Buku The Art of War mungkin cukup akrab di telinga pembaca. Tapi buku itu diduga bukan karya Sun Tzu atau mungkin ditulis rame-rame dan tidak dalam satu kurun saja. Diantara pertempuran besar yang dilangsungkan Sun Tzu hanya satu yang ia menangkan. Sedangkan Khalid memenangkan sekiar 100 pertempuran dengan catatan 100 persen kemenangan.

Lawan yang dihadapi Khalid saat itu bukan main-main, Dua negara besar yaitu Romawi dan Persia. Khalid selalu memainkan teknik perang yang lain dari yang lain (out of the box).
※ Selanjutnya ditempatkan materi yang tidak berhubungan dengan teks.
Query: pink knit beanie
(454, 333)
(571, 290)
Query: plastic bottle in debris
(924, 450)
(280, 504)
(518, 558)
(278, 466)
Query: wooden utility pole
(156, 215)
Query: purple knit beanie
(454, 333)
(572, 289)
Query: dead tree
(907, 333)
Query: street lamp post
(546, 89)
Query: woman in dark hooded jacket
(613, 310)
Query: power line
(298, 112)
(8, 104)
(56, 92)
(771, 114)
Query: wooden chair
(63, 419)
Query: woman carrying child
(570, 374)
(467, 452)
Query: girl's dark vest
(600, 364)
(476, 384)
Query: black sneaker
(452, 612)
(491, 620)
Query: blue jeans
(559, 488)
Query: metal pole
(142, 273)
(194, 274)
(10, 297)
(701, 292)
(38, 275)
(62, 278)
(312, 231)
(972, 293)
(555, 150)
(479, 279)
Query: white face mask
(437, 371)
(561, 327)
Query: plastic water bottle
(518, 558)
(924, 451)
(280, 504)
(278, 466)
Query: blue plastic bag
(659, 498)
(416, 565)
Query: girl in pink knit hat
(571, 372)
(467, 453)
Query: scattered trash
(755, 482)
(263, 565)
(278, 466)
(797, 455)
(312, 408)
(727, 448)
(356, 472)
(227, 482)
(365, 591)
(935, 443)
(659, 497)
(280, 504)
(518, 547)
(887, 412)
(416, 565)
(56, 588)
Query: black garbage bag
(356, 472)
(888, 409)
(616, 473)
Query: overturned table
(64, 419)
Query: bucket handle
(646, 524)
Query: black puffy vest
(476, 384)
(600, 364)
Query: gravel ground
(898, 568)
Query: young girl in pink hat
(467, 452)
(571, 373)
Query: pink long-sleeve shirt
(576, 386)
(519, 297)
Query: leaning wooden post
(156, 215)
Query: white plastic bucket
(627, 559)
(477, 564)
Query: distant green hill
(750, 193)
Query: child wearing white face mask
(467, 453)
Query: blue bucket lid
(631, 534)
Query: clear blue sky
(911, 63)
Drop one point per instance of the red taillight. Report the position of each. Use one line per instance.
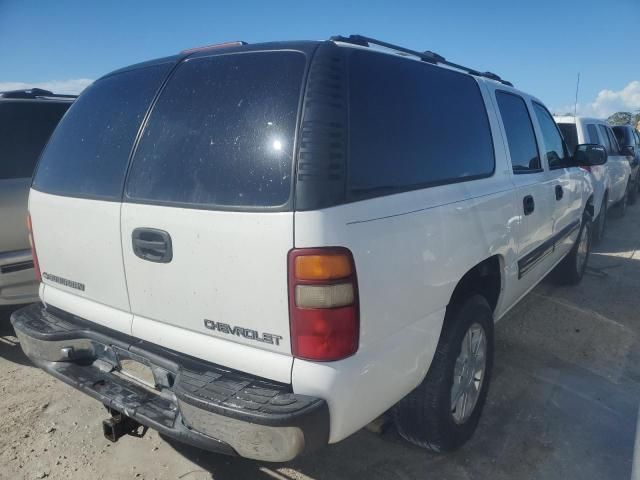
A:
(36, 265)
(323, 303)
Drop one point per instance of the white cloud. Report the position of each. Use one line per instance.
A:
(70, 86)
(608, 102)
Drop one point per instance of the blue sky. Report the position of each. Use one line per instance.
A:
(540, 45)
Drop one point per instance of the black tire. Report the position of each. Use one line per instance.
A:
(571, 269)
(600, 224)
(425, 417)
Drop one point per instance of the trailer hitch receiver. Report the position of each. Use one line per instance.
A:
(119, 425)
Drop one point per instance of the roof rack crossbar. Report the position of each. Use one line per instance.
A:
(426, 56)
(34, 93)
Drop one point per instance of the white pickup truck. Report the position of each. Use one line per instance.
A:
(258, 249)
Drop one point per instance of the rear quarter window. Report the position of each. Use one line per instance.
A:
(413, 125)
(88, 154)
(570, 134)
(222, 133)
(25, 127)
(521, 138)
(592, 130)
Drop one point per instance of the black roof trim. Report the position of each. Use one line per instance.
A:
(35, 93)
(426, 56)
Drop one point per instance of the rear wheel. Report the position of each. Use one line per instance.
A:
(600, 225)
(442, 413)
(571, 270)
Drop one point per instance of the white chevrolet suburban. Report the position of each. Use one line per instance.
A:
(258, 249)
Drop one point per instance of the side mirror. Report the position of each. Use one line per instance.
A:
(628, 151)
(590, 155)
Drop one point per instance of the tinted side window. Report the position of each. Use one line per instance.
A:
(25, 127)
(614, 143)
(222, 133)
(88, 154)
(592, 130)
(606, 139)
(413, 125)
(555, 150)
(623, 136)
(570, 135)
(520, 135)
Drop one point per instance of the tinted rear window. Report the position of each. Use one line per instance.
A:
(25, 127)
(413, 125)
(222, 133)
(88, 154)
(570, 134)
Ia senantiasa diberikan doa oleh Rasulullah, sehingga selalu menang dalam peperangan.

Dalam buku ini penulis selain mengambil referensi dengan buku-buku sirah, juga melengkapinya dengan buku manual kemiliteran AS, buku panduan perang Romawi Timur Strategikon karya Mauricius, buku The Art of War Sun Tzu dan juga buku karya Letnan Jenderal Agha Ibrahim Akram. Ia juga mengambil referensi dari sejumlah imuwan Barat diantaranya: George Nafziger, David Nicolle, Hugh Kennedy, George Aldrete dan lain-lain.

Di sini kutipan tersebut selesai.